Well. There’s another paper out discussing science blogs, which is a good thing, I suppose. I just find the conclusion a bit disappointing. Bora has an exhaustive dissection, and both The Panda’s Thumb and Cosmic Variance have briefer (they’d have to be! Bora got loquacious) discussions of the topic.
Where the author loses me is with this summary.
To become a tool for non-scientist participation, science blogs need to stabilize as a genre or as a set of subgenres where smaller conversations may facilitate more meaningful participation from members of the public. Science bloggers need to become more aware of their audience, welcome non-scientists, and focus on explanatory, interpretative, and critical modes of communication rather than on reporting and opinionating.
We don’t need to ‘stabilize’ on anything: the virtue of this medium is unfettered diversity. Pharyngula is not to everybody’s taste (really!), but is just right for some others — the wonderful part of the science blogosphere is that we have so many different ideas bouncing around out here.

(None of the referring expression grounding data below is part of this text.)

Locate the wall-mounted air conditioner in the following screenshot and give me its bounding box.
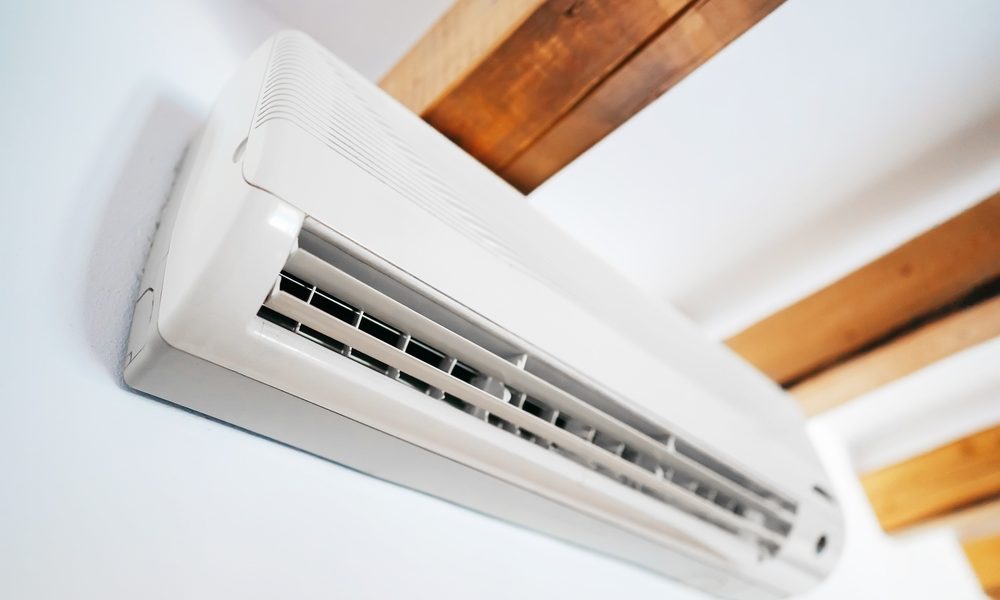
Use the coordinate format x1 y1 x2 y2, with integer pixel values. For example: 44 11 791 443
125 31 842 599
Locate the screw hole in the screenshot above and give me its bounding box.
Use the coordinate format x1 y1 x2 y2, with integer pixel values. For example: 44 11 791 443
816 534 828 555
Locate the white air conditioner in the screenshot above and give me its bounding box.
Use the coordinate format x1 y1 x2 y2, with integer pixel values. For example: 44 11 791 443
125 31 842 599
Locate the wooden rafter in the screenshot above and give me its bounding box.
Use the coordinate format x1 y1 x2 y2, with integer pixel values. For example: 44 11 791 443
789 293 1000 416
382 0 786 193
727 193 1000 387
964 533 1000 598
860 425 1000 533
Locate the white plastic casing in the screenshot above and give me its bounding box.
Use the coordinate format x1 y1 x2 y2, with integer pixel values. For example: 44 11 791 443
124 31 842 599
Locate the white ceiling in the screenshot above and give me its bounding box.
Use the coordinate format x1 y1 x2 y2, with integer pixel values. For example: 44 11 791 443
529 0 1000 338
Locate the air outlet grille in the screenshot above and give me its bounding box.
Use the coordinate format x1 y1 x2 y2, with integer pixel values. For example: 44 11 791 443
256 247 800 556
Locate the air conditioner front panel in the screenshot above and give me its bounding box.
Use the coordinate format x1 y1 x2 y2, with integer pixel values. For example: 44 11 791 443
133 184 820 591
240 40 822 480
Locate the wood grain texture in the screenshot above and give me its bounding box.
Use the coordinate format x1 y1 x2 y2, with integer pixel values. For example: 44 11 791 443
500 0 784 191
861 425 1000 532
790 294 1000 416
727 193 1000 385
380 0 545 116
899 497 1000 540
381 0 785 192
964 533 1000 598
420 0 692 173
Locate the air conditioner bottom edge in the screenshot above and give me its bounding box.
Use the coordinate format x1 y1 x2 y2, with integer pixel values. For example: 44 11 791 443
123 292 781 600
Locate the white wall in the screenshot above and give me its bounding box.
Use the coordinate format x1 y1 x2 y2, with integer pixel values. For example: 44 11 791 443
0 1 989 599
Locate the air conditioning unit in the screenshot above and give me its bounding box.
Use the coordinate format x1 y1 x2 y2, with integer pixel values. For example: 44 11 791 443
125 31 842 599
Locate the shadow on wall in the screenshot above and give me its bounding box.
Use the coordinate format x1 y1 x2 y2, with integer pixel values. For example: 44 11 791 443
80 88 201 388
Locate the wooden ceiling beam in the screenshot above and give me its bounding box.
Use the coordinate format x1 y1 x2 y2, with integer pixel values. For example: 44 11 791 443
727 193 1000 386
789 293 1000 416
964 533 1000 599
499 0 784 191
381 0 786 193
860 425 1000 533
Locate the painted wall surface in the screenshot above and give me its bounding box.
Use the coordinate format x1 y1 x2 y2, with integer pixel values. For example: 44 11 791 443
0 1 989 599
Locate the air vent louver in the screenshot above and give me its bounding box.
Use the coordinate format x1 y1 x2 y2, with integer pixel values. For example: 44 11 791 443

Why, there are even people who disagree with me!
I also think I am pretty aware of my audience, and if you look at the comment threads here, they aren’t just scientists. This is the gladiatorial arena of the science blogosphere, and we don’t restrict attendance to the prissy ol’ patricians — everyone likes a good bloody rhetorical battle now and then. I know my readers like it when the bestiarii take on those animals, the creationists, and they also like the gladiatorial competitions between equals. And then we often break into homilies and tutorials. If that isn’t appealing to a wide audience, I don’t know what is.
I can’t help but think that the author had some preconceptions about how a science blog should be (which usually means antiseptic, pure, aloof, esoteric, and technical) and found that they are rarely that way at all. And was a bit disappointed.